Give your AI self a gift, not a permission

Onboarding

The wow moment isn't the avatar. It's not the name. It's when the AI says something that sounds exactly like you — and you didn't tell it to.

That requires real data. And getting that data means asking for permissions. Which is where most products make the same mistake: they make it feel like the company is asking, not the AI.

There's a huge difference between a system prompt that says "connect your Gmail" and your AI self saying: "hey — can you let me read your emails? i want to learn how you actually write."

One is a data grab. The other is a character wanting to know you.

The framing has to shift from permission to gift. You're not granting access to a platform. You're feeding your AI self — giving it the raw material it needs to become more you. That's an act of care, not compliance.

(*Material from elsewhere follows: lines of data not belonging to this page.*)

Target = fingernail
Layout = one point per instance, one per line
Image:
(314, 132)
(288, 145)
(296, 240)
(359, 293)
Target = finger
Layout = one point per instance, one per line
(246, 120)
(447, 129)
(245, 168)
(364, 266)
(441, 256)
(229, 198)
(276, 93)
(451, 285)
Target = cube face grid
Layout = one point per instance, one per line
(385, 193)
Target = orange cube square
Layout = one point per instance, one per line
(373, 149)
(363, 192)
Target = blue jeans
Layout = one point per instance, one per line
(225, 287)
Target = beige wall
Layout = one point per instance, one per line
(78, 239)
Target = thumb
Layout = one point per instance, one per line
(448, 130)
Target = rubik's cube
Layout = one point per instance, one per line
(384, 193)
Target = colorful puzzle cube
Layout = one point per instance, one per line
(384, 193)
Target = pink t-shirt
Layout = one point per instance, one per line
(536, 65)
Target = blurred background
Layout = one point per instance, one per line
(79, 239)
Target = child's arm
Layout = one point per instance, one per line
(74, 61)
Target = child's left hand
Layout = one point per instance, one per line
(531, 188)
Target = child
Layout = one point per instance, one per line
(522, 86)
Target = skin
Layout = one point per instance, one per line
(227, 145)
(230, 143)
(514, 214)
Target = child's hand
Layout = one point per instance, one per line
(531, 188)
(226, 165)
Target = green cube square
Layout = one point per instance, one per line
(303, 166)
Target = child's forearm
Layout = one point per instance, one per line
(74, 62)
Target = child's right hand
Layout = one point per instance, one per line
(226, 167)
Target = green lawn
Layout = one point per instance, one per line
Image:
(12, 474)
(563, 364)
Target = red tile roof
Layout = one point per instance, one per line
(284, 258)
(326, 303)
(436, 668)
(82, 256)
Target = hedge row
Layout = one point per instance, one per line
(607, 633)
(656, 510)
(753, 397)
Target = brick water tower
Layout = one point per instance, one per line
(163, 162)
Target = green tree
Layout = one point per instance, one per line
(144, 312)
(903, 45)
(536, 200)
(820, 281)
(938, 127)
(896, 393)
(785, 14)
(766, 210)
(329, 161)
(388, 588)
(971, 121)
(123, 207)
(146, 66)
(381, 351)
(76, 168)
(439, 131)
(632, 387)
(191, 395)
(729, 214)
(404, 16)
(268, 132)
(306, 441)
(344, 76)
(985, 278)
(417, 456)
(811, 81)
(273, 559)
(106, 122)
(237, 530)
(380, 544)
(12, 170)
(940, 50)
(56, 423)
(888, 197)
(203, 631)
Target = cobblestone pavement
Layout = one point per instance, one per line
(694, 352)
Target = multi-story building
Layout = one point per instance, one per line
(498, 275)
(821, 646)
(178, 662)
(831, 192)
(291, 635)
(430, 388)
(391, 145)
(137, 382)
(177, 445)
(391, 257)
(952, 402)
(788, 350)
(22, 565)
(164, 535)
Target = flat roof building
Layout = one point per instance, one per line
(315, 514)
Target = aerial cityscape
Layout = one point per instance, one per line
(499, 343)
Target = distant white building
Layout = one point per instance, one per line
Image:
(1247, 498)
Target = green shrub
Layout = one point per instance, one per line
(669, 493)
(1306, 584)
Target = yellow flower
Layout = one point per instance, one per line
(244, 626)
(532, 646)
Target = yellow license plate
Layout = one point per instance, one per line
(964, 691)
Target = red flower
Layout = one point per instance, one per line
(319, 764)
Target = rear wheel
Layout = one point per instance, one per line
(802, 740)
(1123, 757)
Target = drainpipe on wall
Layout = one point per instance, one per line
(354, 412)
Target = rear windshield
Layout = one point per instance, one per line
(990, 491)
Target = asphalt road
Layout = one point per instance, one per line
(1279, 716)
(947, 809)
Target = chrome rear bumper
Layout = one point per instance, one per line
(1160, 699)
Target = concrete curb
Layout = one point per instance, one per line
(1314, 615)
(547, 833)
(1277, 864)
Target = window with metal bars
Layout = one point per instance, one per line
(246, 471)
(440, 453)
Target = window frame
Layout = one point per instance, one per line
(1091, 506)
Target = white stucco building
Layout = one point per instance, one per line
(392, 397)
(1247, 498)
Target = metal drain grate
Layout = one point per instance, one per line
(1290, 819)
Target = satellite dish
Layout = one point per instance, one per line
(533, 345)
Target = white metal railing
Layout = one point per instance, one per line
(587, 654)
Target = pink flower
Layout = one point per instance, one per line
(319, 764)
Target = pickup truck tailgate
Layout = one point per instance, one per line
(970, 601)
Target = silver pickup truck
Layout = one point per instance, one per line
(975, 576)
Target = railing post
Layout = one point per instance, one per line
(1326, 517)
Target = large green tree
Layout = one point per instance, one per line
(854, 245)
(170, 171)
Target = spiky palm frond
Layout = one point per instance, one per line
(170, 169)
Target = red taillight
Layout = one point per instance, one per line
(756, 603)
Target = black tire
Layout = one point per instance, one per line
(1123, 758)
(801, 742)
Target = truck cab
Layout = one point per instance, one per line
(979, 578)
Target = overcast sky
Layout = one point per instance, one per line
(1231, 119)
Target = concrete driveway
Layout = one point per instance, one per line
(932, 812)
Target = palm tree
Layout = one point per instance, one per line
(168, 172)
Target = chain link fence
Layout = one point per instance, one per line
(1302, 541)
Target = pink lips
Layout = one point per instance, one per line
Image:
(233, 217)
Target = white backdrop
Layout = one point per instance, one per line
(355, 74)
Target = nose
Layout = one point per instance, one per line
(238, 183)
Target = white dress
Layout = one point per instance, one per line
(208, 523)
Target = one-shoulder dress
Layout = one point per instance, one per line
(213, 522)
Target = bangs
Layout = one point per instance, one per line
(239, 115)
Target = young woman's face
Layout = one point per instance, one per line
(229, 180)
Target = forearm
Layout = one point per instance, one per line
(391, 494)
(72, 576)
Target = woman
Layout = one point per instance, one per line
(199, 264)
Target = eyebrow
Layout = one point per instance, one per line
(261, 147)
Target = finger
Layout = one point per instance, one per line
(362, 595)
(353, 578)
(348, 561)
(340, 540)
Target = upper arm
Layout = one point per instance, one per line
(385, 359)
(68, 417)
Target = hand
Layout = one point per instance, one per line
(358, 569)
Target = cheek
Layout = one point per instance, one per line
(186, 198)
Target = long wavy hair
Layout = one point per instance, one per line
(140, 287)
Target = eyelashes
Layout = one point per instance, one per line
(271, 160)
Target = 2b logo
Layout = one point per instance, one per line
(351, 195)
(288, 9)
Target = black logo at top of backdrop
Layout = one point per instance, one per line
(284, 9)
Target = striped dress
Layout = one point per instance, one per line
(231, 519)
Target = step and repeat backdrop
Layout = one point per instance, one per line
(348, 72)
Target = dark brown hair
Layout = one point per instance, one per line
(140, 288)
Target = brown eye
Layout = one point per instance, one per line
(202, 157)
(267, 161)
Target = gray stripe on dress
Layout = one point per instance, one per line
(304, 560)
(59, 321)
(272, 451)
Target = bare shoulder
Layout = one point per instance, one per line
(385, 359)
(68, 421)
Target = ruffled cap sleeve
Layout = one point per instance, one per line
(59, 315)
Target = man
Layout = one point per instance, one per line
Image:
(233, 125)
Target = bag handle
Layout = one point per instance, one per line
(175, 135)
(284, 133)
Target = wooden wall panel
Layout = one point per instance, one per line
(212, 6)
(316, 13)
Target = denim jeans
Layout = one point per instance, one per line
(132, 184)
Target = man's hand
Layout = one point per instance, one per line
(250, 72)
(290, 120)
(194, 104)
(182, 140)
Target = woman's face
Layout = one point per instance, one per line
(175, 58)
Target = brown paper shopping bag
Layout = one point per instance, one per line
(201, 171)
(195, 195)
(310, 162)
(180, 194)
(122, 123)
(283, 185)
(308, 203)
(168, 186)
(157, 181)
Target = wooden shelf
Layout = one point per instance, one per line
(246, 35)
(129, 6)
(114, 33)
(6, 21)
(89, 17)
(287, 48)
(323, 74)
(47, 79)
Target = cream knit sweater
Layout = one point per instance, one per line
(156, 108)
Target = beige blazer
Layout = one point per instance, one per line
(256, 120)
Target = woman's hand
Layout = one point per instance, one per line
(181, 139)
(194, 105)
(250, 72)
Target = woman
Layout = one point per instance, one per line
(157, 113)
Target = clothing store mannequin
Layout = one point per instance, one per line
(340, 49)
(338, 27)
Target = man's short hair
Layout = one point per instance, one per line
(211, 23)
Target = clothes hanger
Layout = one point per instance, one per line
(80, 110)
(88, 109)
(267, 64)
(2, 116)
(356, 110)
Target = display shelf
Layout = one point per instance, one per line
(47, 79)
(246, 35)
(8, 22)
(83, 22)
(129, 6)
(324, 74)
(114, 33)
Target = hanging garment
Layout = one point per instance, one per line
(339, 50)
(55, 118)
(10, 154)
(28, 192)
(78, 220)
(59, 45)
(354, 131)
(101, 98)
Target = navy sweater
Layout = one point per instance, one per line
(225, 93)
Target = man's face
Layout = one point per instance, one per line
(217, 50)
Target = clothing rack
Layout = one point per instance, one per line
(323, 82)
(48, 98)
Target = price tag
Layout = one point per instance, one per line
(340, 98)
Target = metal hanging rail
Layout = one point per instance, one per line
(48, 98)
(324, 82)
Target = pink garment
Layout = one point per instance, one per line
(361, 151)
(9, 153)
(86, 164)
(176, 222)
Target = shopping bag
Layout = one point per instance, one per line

Show the outcome before the ask. Something like: "i could write emails that sound exactly like you — want to show me how you write?" Then the auth button. They're saying yes to the outcome, not yes to the permission.

Timing matters too. Not on first open. Wait until there's a small bond — after the avatar is set, after the first message. Then the AI says: "i feel like i don't know you yet. can you help me?" That's when it lands.

And immediately after connecting — show what you learned. Right after Gmail connects, the AI says: "ok i read 10 of your emails. you write really directly, always give context before the ask. that's very you."

Instant payoff. Trust earned. The wow moment, finally.

The integrations aren't a feature. They're the gift you give your AI so it can actually be you.